Allein von Van Gogh besitzt das Museum zehn Werke, die direkte Kopien nach dem verehrten Meister sind. Dazu kommt noch das Gemälde „Der Sämann“ (Arles, November 1888), der vor dem untergehenden Sonnenball seine Saat ausbringt. Zeit seines Lebens interessierte sich van Gogh für die Aussaat, was sich an mehr als 30 Zeichnungen und Gemälden zu diesem Thema niederschlug. Während er gemeinsam mit Paul Gauguin im „Atelier des Südens“ zusammenarbeitete, schlug ihm dieser vor, mehr von der Natur zu abstrahieren (→ Vincent van Gogh : Paul Gauguin in Arles). Motivisch bezog sich Van Gogh in diesem Bild auf Millet, koloristisch erlaubte er sich größere Naturferne als sein Vorbild. Die Farben sollten seine Gefühle ausdrücken, weshalb Van Gogh zu Grüngelb für den Himmel und Purpur für das Feld griff. Die untergehende Sonne hinter dem Sämann verwandelt ihn in einen Heiligen.
Das Van Gogh Museum untersucht erstmals in dieser Ausstellung, wie Millets Gemälde, Zeichnungen und Pastelle die Werke zahlreicher internationaler Künstler des 19. und frühen 20. Jahrhunderts inspirierten, darunter Vincent van Gogh, Camille Pissarro, Georges Seurat (→ Georges Seurat, Erfinder des Pointillismus), Claude Monet, Giovanni Segantini und Winslow Homer, Paula Modersohn-Becker, Edvard Munch und Salvador Dalí.

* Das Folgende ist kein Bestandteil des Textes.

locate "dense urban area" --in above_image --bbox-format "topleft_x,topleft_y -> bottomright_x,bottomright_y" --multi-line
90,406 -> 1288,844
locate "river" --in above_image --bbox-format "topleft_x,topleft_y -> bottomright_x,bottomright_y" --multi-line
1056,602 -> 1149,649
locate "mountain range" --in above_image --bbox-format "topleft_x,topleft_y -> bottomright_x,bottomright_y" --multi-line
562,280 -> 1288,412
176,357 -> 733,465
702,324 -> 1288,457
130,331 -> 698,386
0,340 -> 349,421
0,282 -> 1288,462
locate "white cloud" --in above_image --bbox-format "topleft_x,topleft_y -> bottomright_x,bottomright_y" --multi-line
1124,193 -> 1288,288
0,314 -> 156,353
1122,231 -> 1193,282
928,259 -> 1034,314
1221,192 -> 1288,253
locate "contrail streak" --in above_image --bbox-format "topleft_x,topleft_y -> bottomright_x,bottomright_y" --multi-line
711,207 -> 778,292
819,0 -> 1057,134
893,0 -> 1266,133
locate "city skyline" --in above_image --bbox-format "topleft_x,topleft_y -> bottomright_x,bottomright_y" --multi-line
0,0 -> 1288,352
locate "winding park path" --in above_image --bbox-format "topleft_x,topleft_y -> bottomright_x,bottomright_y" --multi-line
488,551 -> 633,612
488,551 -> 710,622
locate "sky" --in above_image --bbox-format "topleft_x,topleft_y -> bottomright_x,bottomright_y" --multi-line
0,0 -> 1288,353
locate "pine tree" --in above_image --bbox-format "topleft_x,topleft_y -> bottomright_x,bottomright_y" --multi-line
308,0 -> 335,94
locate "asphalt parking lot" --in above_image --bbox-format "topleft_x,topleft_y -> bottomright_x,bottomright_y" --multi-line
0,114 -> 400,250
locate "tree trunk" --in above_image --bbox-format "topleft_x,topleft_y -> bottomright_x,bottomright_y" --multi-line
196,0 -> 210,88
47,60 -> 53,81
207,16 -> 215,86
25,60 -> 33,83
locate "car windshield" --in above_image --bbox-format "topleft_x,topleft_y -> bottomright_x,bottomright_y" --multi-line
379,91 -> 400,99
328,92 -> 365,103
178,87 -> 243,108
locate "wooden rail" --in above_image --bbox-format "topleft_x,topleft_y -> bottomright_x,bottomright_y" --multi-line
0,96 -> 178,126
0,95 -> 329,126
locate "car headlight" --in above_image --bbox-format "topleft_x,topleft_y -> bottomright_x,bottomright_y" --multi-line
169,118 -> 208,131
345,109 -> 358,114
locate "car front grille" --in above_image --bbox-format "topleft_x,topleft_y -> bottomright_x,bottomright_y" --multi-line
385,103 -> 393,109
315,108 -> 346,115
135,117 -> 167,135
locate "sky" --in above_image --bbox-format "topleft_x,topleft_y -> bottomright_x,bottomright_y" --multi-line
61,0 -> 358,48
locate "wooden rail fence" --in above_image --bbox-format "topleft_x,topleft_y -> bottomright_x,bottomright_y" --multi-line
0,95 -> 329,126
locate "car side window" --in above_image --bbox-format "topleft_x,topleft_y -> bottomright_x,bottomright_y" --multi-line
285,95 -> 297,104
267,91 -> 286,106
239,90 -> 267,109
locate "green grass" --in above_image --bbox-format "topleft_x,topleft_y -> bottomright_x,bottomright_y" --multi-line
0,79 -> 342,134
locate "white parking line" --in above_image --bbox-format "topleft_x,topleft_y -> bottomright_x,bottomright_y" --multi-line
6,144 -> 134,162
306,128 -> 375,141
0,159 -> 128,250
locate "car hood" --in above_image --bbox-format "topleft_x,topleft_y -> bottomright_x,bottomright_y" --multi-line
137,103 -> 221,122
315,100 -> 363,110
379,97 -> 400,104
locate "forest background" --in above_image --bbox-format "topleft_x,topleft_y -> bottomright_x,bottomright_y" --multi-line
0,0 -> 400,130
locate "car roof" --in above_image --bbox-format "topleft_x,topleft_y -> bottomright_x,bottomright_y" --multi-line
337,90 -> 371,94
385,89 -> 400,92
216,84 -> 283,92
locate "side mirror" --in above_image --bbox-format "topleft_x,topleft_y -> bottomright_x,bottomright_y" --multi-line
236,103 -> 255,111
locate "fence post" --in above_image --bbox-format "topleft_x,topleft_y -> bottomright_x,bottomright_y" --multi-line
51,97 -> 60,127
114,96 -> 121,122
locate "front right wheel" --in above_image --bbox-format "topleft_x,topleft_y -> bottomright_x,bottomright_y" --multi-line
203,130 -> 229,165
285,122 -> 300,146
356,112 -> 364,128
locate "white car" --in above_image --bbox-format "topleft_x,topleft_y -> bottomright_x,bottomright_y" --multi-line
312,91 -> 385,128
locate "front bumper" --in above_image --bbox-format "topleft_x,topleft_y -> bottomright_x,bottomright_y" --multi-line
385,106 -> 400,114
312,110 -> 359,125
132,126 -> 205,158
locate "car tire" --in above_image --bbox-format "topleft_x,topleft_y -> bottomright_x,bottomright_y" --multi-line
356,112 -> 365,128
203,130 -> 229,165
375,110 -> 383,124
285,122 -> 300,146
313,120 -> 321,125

Die Ausstellung ist das Ergebnis einer Zusammenarbeit zwischen dem Saint Louis Art Museum und dem Van Gogh Museum.
Die Ausstellung findet fast zeitgleich mit der Ausstellung „Jean-François Millet und die Haager Schule“ in der Mesdag-Sammlung in Den Haag (13. September 2019 bis 5. Januar 2020) statt, in der Millets Einfluss auf die Künstler der Haager Schule untersucht wird.